I want to be able to upload an MS word document and export it a page in my site.
Is there any way to accomplish this?
You can convert Word docx documents to html using Print2flash library. Here is an PHP excerpt from my client's site which converts a document to html:
include("const.php");
$p2fServ = new COM("Print2Flash4.Server2");
$p2fServ->DefaultProfile->DocumentType=HTML5;
$p2fServ->ConvertFile($wordfile,$htmlFile);
It converts a document which path is specified in $wordfile variable to a html page file specified by $htmlFile variable. All formatting, hyperlinks and charts are retained. You can get the required const.php file altogether with a fuller sample from Print2flash SDK.

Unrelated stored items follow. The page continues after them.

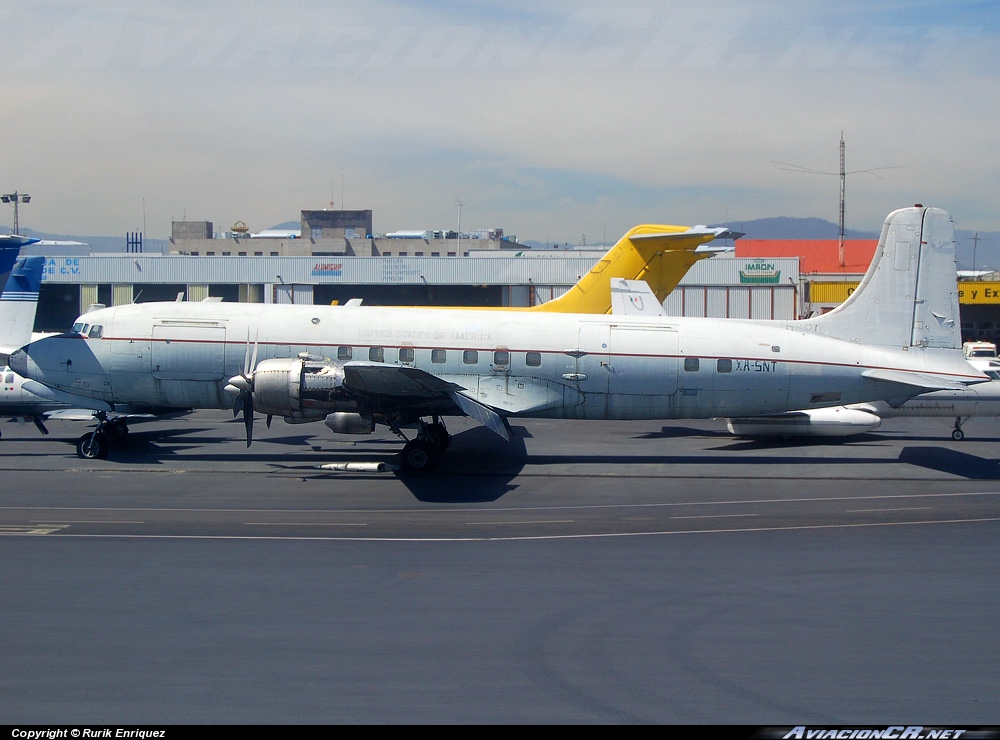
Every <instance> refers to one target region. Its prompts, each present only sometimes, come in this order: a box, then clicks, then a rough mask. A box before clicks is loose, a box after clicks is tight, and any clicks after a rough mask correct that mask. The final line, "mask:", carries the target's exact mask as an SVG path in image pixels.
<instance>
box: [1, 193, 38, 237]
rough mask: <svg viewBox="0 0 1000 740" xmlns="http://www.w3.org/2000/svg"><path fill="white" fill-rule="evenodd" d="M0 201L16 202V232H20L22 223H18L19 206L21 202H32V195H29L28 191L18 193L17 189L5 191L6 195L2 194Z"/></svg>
mask: <svg viewBox="0 0 1000 740" xmlns="http://www.w3.org/2000/svg"><path fill="white" fill-rule="evenodd" d="M0 201H3V202H4V203H13V204H14V233H15V234H17V233H20V224H19V223H18V218H17V206H18V204H19V203H30V202H31V196H30V195H28V194H27V193H18V192H17V191H14V192H13V193H5V194H4V195H0Z"/></svg>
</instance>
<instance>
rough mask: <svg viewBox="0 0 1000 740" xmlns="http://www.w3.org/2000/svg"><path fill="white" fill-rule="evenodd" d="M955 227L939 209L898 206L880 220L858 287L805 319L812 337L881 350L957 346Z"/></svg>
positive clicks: (953, 347) (957, 309)
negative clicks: (871, 259)
mask: <svg viewBox="0 0 1000 740" xmlns="http://www.w3.org/2000/svg"><path fill="white" fill-rule="evenodd" d="M956 273H957V268H956V264H955V226H954V224H953V223H952V220H951V216H950V215H949V214H948V212H947V211H943V210H941V209H940V208H925V207H923V206H914V207H913V208H901V209H900V210H898V211H893V212H892V213H890V214H889V216H888V217H887V218H886V220H885V225H884V226H883V227H882V236H881V237H880V238H879V242H878V247H877V248H876V249H875V256H874V257H873V258H872V263H871V265H870V266H869V268H868V272H866V273H865V276H864V278H863V279H862V281H861V284H860V285H859V286H858V288H857V290H855V291H854V293H852V294H851V296H850V297H849V298H848V299H847V300H846V301H844V303H842V304H841V305H840V306H838V307H837V308H836V309H834V310H833V311H831V312H830V313H828V314H825V315H823V316H820V317H818V318H815V319H810V320H808V322H807V323H808V324H810V325H811V328H812V329H813V330H814V331H815V332H816V333H818V334H823V335H826V336H830V337H836V338H838V339H846V340H848V341H852V342H857V343H859V344H868V345H873V346H883V347H897V348H904V347H936V348H942V349H959V348H961V346H962V335H961V324H960V321H959V314H958V284H957V279H956Z"/></svg>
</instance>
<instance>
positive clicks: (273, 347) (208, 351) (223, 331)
mask: <svg viewBox="0 0 1000 740" xmlns="http://www.w3.org/2000/svg"><path fill="white" fill-rule="evenodd" d="M85 318H86V321H87V322H88V324H89V326H88V328H87V331H86V332H84V333H82V334H68V335H60V336H58V337H50V338H48V339H45V340H42V341H41V342H36V343H33V344H31V345H29V347H28V350H29V351H28V353H27V354H24V353H21V354H20V357H19V359H18V360H17V361H18V362H21V363H23V364H24V365H25V367H23V368H21V367H19V366H16V367H15V369H19V370H21V371H23V372H24V373H26V374H27V376H28V377H32V378H35V379H36V380H39V381H41V382H42V383H44V384H46V385H48V386H50V387H53V388H57V389H61V390H63V391H67V392H70V393H73V394H76V395H79V396H83V397H88V398H93V399H99V400H103V401H106V402H108V403H110V404H112V405H114V404H117V403H131V404H147V405H150V406H164V407H175V408H231V407H232V403H233V398H232V396H231V395H229V394H228V393H226V392H225V390H224V388H225V386H226V384H227V380H228V379H229V378H231V377H233V376H236V375H239V374H240V373H241V372H244V370H245V365H246V361H247V358H248V357H249V356H250V354H251V353H253V354H254V355H255V357H256V359H257V360H258V361H261V360H266V359H271V358H295V357H296V356H298V355H299V354H300V353H308V354H309V355H312V356H315V357H319V358H329V359H330V360H331V361H333V362H334V363H339V364H341V365H343V364H346V363H358V362H360V363H383V364H386V365H398V366H403V367H414V368H419V369H421V370H424V371H426V372H428V373H431V374H433V375H434V376H436V377H437V378H440V379H442V380H445V381H447V382H451V383H454V384H455V385H457V386H459V387H461V388H462V389H464V390H463V393H464V394H465V395H467V396H469V397H471V398H474V399H476V400H477V401H478V402H480V403H482V404H484V405H487V406H489V407H491V408H495V409H497V410H498V411H500V412H502V413H505V414H507V415H511V416H518V415H520V416H534V417H552V418H572V419H671V418H712V417H717V416H735V415H754V414H766V413H772V412H779V411H785V410H789V409H809V408H820V407H827V406H835V405H841V404H850V403H861V402H866V401H877V400H886V401H889V402H890V403H901V402H902V401H904V400H905V399H906V398H909V397H911V396H912V395H913V394H914V393H915V392H916V391H915V390H913V389H912V388H909V387H906V386H902V385H897V384H895V383H891V382H886V381H884V380H875V379H873V378H871V377H865V376H864V373H865V372H866V371H869V370H890V371H895V370H899V371H909V372H921V371H923V370H924V369H925V368H927V367H931V366H933V367H934V372H936V373H937V374H938V375H939V376H940V375H941V372H940V368H941V366H942V365H941V362H942V359H943V358H946V357H955V354H954V353H953V354H951V355H947V354H945V353H947V352H948V350H938V349H930V348H921V347H912V348H910V350H909V351H908V352H905V353H900V352H899V351H897V350H894V349H892V348H886V347H879V346H871V345H862V344H859V343H856V342H851V341H846V340H843V339H834V338H830V337H826V336H821V335H818V334H816V333H812V331H811V326H810V324H809V323H808V322H762V321H740V320H727V321H717V320H712V319H696V318H660V317H627V316H615V317H608V316H587V315H578V314H548V315H531V314H524V313H509V314H505V313H504V312H497V311H475V310H467V309H465V310H447V309H430V310H422V309H415V308H382V307H365V306H360V307H330V306H297V305H289V306H285V305H281V306H276V305H267V306H265V305H263V304H220V303H169V304H167V303H157V304H135V305H131V306H120V307H116V308H109V309H102V310H98V311H94V312H91V313H89V314H87V316H86V317H85ZM98 327H99V328H98ZM15 357H16V356H15ZM956 359H957V361H956V362H952V363H951V364H950V365H948V366H949V367H950V368H952V370H951V372H950V373H949V374H950V375H951V376H952V378H953V379H954V380H957V381H963V380H967V381H973V382H975V381H976V380H981V379H982V376H981V375H977V374H976V373H975V371H973V370H972V369H971V368H969V366H968V365H967V364H966V363H964V361H961V358H960V356H958V357H956ZM14 362H15V360H14V359H12V364H13V363H14ZM946 364H947V363H946ZM451 410H452V411H453V410H454V409H453V408H451ZM430 411H433V412H436V413H448V411H449V409H448V408H441V409H439V410H434V409H431V410H430Z"/></svg>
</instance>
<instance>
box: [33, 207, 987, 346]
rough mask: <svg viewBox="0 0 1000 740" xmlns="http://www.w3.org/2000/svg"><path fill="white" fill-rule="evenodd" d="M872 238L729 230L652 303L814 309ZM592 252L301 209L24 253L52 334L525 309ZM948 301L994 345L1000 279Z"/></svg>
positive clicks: (824, 304) (569, 273) (329, 211)
mask: <svg viewBox="0 0 1000 740" xmlns="http://www.w3.org/2000/svg"><path fill="white" fill-rule="evenodd" d="M730 244H731V242H730ZM875 246H876V240H874V239H873V240H848V241H846V242H845V243H844V249H843V251H842V252H841V250H840V248H839V244H838V242H837V241H836V240H821V241H801V240H753V239H746V238H743V239H740V240H739V241H737V242H736V243H735V252H734V253H730V254H722V255H718V256H716V257H713V258H712V259H709V260H702V261H701V262H698V263H697V264H695V266H694V267H693V268H692V269H691V270H690V271H689V272H688V274H687V275H686V276H685V277H684V279H683V280H682V281H681V283H680V285H678V287H677V288H676V289H675V290H674V292H673V293H672V294H671V295H670V296H669V297H668V298H667V300H666V301H665V303H664V308H665V310H666V312H667V314H668V315H671V316H699V317H713V318H752V319H780V320H790V319H795V318H801V317H805V316H810V315H815V314H817V313H823V312H825V311H828V310H831V309H832V308H834V307H835V306H836V305H839V303H840V302H842V301H843V300H844V299H845V298H846V297H847V296H848V295H849V294H850V293H851V292H852V291H853V290H854V288H856V287H857V285H858V282H859V281H860V280H861V277H862V275H863V274H864V272H865V271H866V270H867V268H868V264H869V263H870V262H871V258H872V255H873V254H874V250H875ZM46 250H48V252H46ZM605 251H606V248H596V249H594V248H590V249H566V250H562V249H559V250H546V249H529V248H528V247H526V246H525V245H523V244H519V243H518V241H517V239H516V238H515V237H511V236H505V235H504V233H503V230H502V229H499V228H496V229H485V230H481V231H476V232H471V233H461V234H459V233H457V232H454V231H435V230H426V231H423V230H411V231H397V232H390V233H386V234H379V233H376V232H374V231H373V229H372V212H371V211H370V210H366V211H335V210H321V211H302V212H301V224H300V228H299V229H297V230H296V229H289V230H276V231H265V232H260V233H257V234H251V233H250V232H249V230H248V229H247V228H246V227H245V226H244V225H242V224H241V223H237V224H236V225H234V227H233V228H231V229H230V230H229V231H224V232H218V231H216V230H215V229H214V226H213V224H212V222H210V221H176V222H174V223H173V224H172V229H171V238H170V240H169V245H168V248H167V249H165V250H161V251H160V252H158V253H149V252H138V251H129V252H118V253H111V254H93V253H91V251H90V249H89V248H88V247H86V245H80V246H79V247H77V248H75V249H74V248H68V247H66V246H53V245H46V244H45V243H44V242H43V243H41V244H37V245H33V246H32V247H27V248H25V250H24V252H25V253H33V254H44V255H45V256H47V257H49V260H48V264H47V267H46V270H45V275H44V278H43V285H42V292H41V296H40V300H39V308H38V315H37V320H36V324H35V329H36V330H37V331H61V330H65V329H66V328H68V327H69V326H70V325H71V324H72V323H73V321H74V320H75V319H76V317H77V316H79V315H80V314H81V313H83V312H84V311H86V310H87V308H89V307H90V306H91V305H93V304H103V305H109V306H111V305H122V304H126V303H132V302H148V301H174V300H188V301H200V300H205V299H208V298H213V299H221V300H223V301H229V302H237V301H239V302H253V303H299V304H324V305H329V304H343V303H346V302H347V301H348V300H351V299H361V300H362V302H363V303H365V304H368V305H423V306H491V307H496V306H532V305H537V304H539V303H544V302H546V301H548V300H551V299H552V298H555V297H557V296H559V295H561V294H562V293H563V292H565V291H566V290H568V289H569V288H570V287H571V286H572V285H573V284H575V283H576V282H577V280H579V279H580V277H581V276H582V275H584V274H585V273H586V272H587V271H589V270H590V268H591V267H592V266H593V264H594V262H595V261H596V260H598V259H599V258H600V257H601V256H602V255H603V254H604V252H605ZM960 299H961V304H962V305H961V308H962V330H963V338H964V339H965V340H973V339H975V340H986V341H997V339H998V338H1000V337H998V335H1000V282H997V283H994V282H983V281H969V282H965V281H963V282H962V283H961V284H960Z"/></svg>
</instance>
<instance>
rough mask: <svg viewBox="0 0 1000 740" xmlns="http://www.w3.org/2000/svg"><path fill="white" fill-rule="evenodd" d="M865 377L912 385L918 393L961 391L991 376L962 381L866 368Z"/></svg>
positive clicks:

If you don't refuse REST API, then you can use:
Sample code for RawText:
$result = $rawText -> parse($your_file)
//FUNCTION :: read a docx file and return the string
function readDocx($filePath) {
// Create new ZIP archive
$zip = new ZipArchive;
$dataFile = 'word/document.xml';
// Open received archive file
if (true === $zip->open($filePath)) {
// If done, search for the data file in the archive
if (($index = $zip->locateName($dataFile)) !== false) {
// If found, read it to the string
$data = $zip->getFromIndex($index);
// Close archive file
$zip->close();
// Load XML from a string
// Skip errors and warnings
$xml = DOMDocument::loadXML($data, LIBXML_NOENT | LIBXML_XINCLUDE | LIBXML_NOERROR | LIBXML_NOWARNING);
// Return data without XML formatting tags
$contents = explode('\n',strip_tags($xml->saveXML()));
$text = '';
foreach($contents as $i=>$content) {
$text .= $contents[$i];
}
return $text;
}
$zip->close();
}
// In case of failure return empty string
return "";
}
ZipArchive and DOMDocument are both inside PHP so you don't need to install/include/require additional libraries.
One may use PHPDocX.
It has support for practically all HTML CSS styles. Moreover you may use templates to add extra formatting to your HTML via the replaceTemplateVariableByHTML
.
The HTML methods of PHPDocX also allow for the direct use of Word styles. You may use something like this:
$docx->embedHTML($myHTML, array('tableStyle' => 'MediumGrid3-accent5PHPDOCX'));
If you want that all your tables use the MediumGrid3-accent5 Word style. The embedHTML method as well as its version for templates (replaceTemplateVariableByHTML
) preserve inheritance, meaning by that that you may use a predefined Word style and override with CSS any of its properties.
You may also extract selected parts of your HTML using 'JQuery type' selectors.